I musei sono gratis e ci sono innumerevoli manifestazioni contro la violenza di genere.
Uno sciopero globale chiamato “Lotto marzo” che merita tutto il rispetto, ma tra chi continua a lottare a modo suo sulla strada dell’emancipazione e chi detesta questa festa affrontando il tema con troppa superficialità (rifiutando persino gli auguri), quello che manca ancora oggi l’8 marzo del 2017, sono le leggi e la cultura per una reale parità.
Servono leggi.
Per carità non quelle come la proposta presentata alla Camera dei Deputati sull’istituzione del “congedo mestruale” dalla deputata dem Romina Mura, (si proprio cosi, la possibilità per le donne che soffrono di dismenorrea di usufruire di tre giorni di riposo al mese durante i giorni mestruali), ma leggi vere che contribuiscano a cambiare un po’ le cose o che quantomeno ci consentano di colmare il gap degli anni passati.
A raccontarlo è anche Giulia Bongiorno nel suo libro “Le donne corrono da sole”.
Basti pensare a tutte le leggi che nella storia hanno in parte discriminato le donne:
-L’articolo 544 assicurava allo stupratore l’impunità se avesse sposato la ragazza violentata (matrimonio riparatore abrogato nel 1981).
-L’articolo 587 del codice penale prevedeva “un buffetto” per chi cagionava la morte della moglie, della figlia o della sorella nell’atto in cui ne scopriva l’illegittima relazione carnale nello stato d’ira determinato dall’offesa (Abrogato nel 1981).
-La moglie che tradiva il marito veniva punita con la reclusione.
-Era previsto il cosiddetto ius corrigendi il diritto del marito di picchiare la moglie ritenuta colpevole di un errore.
Nel codice civile non ci è andata meglio, la discriminazione è partita con il codice civile napoleonico e si è protratta fino al codice civile italiano del 1865:
Nella separazione dei coniugi il marito godeva di una posizione privilegiata, si legge infatti:
“Non è ammessa la separazione del marito per adulterio se non quando egli mantenga la concubina in casa o notoriamente in un altro luogo”.
“La moglie non può donare o alienare beni, contrarre mutui,sottoporli a ipoteca, senza l’autorizzazione del marito (art.134)”.
Una lotta continua.
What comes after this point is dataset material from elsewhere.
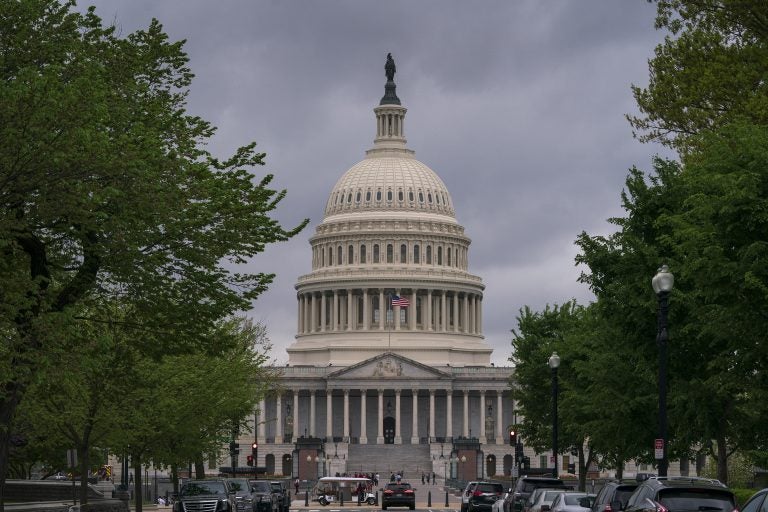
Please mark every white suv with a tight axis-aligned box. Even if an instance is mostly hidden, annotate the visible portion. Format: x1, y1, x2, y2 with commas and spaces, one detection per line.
461, 482, 477, 512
Solo nel 1847 è stato concesso l’accesso alle donne nei licei e nelle università e nel 1918 alle donne è permesso ricoprire gli incarichi per gli impieghi pubblici, nel 1945 arriva il diritto di voto, nel 1963 l’ammissione della donna ai pubblici uffici tra cui la magistratura.
Si è dovuto aspettare il 1975 (la riforma del diritto di famiglia) per ottenere la parità dei coniugi, il 2011 per le quote rosa (anche se non piacciono sono purtroppo necessarie) e il 1977 per la parità nel lavoro nonostante l’Italia resti il paese con maggiore disparità salariale tra uomini e donne.
Siamo ancora sicuri che non ci sia un problema culturale radicato nel tempo?
Forse non basta più la richiesta di parità, forse ci serve davvero la disparità per emanciparci dalla discriminazione.
Quindi grazie per l’ingresso ai musei,ok protestiamo, combattiamo, ma dateci anche le leggi.